"I have invented a complex compound which can accomplish this," he said. "I call it chlorophyll. But you have many more surprises in store for you," he warned. "Wait until your next visit."
I was entranced, but his work appeared still to be no more than an oddity, so I let it pass.
Prime was quite right. On my next visit he showed me his crowning achievement. He called it animal life, a division of his so-called organic creations.
Here he departed almost entirely from our known concept of life-forms. Prime's animals maintained life, or at least a convincing simulation thereof, by ingesting other organic life-forms, both vegetative and animal, and through an awkward procedure of digestion and devious, chemical transformations, generated an interior source of energy.

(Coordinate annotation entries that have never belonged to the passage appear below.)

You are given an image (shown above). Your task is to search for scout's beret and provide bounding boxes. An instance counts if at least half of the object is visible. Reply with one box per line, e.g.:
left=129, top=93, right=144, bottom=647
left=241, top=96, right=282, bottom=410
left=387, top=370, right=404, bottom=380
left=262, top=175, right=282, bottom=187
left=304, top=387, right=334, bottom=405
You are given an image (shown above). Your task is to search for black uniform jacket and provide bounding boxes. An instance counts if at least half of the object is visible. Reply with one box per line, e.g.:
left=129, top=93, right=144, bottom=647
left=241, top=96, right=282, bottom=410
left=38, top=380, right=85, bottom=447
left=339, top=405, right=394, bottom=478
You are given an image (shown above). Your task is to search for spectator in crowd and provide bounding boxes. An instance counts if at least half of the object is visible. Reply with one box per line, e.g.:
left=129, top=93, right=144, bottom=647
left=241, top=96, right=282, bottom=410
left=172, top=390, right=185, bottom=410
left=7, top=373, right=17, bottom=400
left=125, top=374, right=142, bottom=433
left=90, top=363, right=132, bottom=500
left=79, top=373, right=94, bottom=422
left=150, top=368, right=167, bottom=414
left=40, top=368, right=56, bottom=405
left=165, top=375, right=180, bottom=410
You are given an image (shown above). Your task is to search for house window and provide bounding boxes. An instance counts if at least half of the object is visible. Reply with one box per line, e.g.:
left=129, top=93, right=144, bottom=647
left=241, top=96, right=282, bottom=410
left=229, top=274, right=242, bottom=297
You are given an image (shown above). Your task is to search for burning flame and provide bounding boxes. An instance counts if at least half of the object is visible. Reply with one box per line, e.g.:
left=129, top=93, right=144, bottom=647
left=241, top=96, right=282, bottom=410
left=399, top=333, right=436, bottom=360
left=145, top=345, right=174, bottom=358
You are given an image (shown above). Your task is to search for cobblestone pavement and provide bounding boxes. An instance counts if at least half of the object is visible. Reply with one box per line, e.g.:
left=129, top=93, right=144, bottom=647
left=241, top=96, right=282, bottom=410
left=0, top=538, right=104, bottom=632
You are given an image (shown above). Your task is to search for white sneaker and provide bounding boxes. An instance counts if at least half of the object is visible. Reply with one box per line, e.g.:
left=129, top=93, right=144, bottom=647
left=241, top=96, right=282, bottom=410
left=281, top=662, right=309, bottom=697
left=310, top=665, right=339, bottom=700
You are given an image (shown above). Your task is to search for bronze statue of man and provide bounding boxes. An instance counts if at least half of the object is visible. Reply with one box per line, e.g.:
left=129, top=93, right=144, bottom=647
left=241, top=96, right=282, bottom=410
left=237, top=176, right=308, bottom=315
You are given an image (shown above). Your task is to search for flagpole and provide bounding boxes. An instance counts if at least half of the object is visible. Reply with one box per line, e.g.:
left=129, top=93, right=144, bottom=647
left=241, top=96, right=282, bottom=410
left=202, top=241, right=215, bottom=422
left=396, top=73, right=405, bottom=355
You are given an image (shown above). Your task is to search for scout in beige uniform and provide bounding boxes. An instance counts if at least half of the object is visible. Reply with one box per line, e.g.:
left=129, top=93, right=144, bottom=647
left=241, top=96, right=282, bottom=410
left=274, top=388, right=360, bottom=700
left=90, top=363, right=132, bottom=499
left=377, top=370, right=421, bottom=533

What almost made me report the whole affair at that time was this innovation: Prime's animal life-forms now existed entirely independent of direct radiant energy! Instead, they substituted, of all things, heat-energy, gained from simple oxidation of various so-called organic compounds.
At this point I asked a question to which Prime gave me a very revealing answer. I asked, "How do you define the term, 'organic compound'?"
He lay there in the sun, flash—his iridescence at me in brilliant sparkles from his random facets and announced in a haughty manner: "Organic pertains to any carbon-containing life-form, of which I am the originator, of course."
Now I understood a part of the immensity of Prime's egotism. In devising his own life-form he built it around his own element in which Terra abounds, largely in the gaseous dioxide compound.
I presumed that Prime had attempted to pass on the great Charter of Life to the non-crystalline forms of carbon about him, and, failing that, he enlisted the other elements in combination with carbon to produce his desired end.
Imagine such circuity, though! Substituting heat-energy for light as the basic life-fuel!